Viktor Vafeiadis presented his analysis of the C11 memory model, including some “interesting” consequences of data races, where a data race is defined as a situation involving multiple concurrent accesses to a non-atomic variable, at least one of which is a write. One such consequence involves a theoretically desirable “strengthening” property. For example, this property would mean that multiplexing two threads onto a single underlying thread would not introduce new behaviors. However, with C11, the undefined-behavior consequences of data races can actually cause new behaviors to appear with fewer threads, for example, see Slide 7. This suggests the option of doing away with the undefined behavior, which is exactly the option that LLVM has taken. However, this approach requires some care, as can be seen on Slide 19. Nevertheless, this approach seems promising. One important takeaway from this talk is that if you are worried about weak ordering, you need to pay careful attention to reining in the compiler's optimizations. If you are unconvinced, take a look at this! Jean Pichon-Pharabod, Kyndylan Nienhuis, and Mike Dodds presented on other aspects of the C11 memory model.
Hongjin Liang showed that ticket locks can provide starvation freedom given a minimally fair scheduler. This provides a proof point for Björn B. Brandenburg's dissertation, which analyzed the larger question of real-time response from lock-based code. It should also provide a helpful corrective to people who still believe that non-blocking synchronization is required.
Joseph Tassarotti presented a formal proof of the quiescent-state based reclamation (QSBR) variant of userspace RCU. In contrast to previous proofs, this proof did not rely on sequential consistency, but instead leveraged a release-acquire memory model. It is of course good to see researchers focusing their tools on RCU! That said, when a researcher asked me privately whether I felt that the proof incorporated realistic assumptions, I of course could not resist saying that since they didn't find any bugs, the assumptions clearly must have been unrealistic.

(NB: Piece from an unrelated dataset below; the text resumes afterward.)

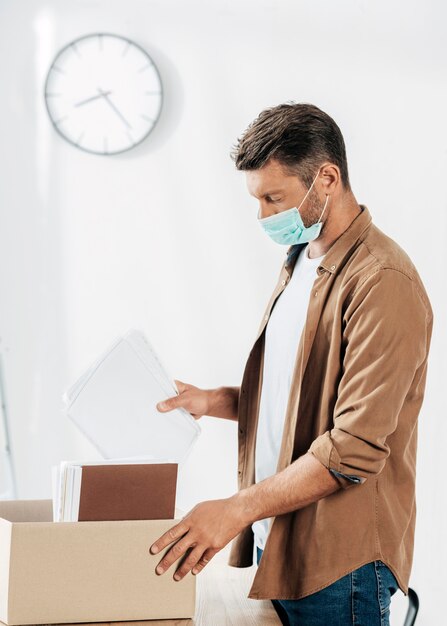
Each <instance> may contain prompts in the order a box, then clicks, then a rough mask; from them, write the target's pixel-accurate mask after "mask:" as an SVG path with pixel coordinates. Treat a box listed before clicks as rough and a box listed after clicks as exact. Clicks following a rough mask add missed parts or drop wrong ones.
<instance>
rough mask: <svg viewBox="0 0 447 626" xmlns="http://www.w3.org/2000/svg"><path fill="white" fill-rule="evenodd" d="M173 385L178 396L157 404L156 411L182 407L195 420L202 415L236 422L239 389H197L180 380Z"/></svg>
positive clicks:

My first presentation covered what would be needed for me to be able to use formal verification as part of Linux-kernel RCU's regression testing. As shown on slide 34, these are:
- Either automatic translation or no translation required. After all, if I attempt to manually translate Linux-kernel RCU to some special-purpose language every release, human error will make its presence known.
- Correctly handle environment, including the memory model, which in turn includes compiler optimizations.
- Reasonable CPU and memory overhead. If these overheads are excessive, RCU is better served by simple stress testing.
- Map to source code lines containing the bug. After all, I already know that there are bugs—I need to know where they are.
- Modest input outside of source code under test. The sad fact is that a full specification of RCU would be at least as large as the implementation, and also at least as buggy.
- Find relevant bugs. To see why this is important, imagine that some tool finds 100 different million-year bugs and I fix them all. Because roughly one of six fixes introduces a bug, and because that bug is likely to reproduce in far less than a million years, this process has likely greatly reduced the robustness of the Linux kernel.
I was not surprised to get some “frank and honest” feedback, but I was quite surprised (but not at all displeased) to learn that some of the feedback was of the form “we want to see more C code.” After some discussion, I provided just that.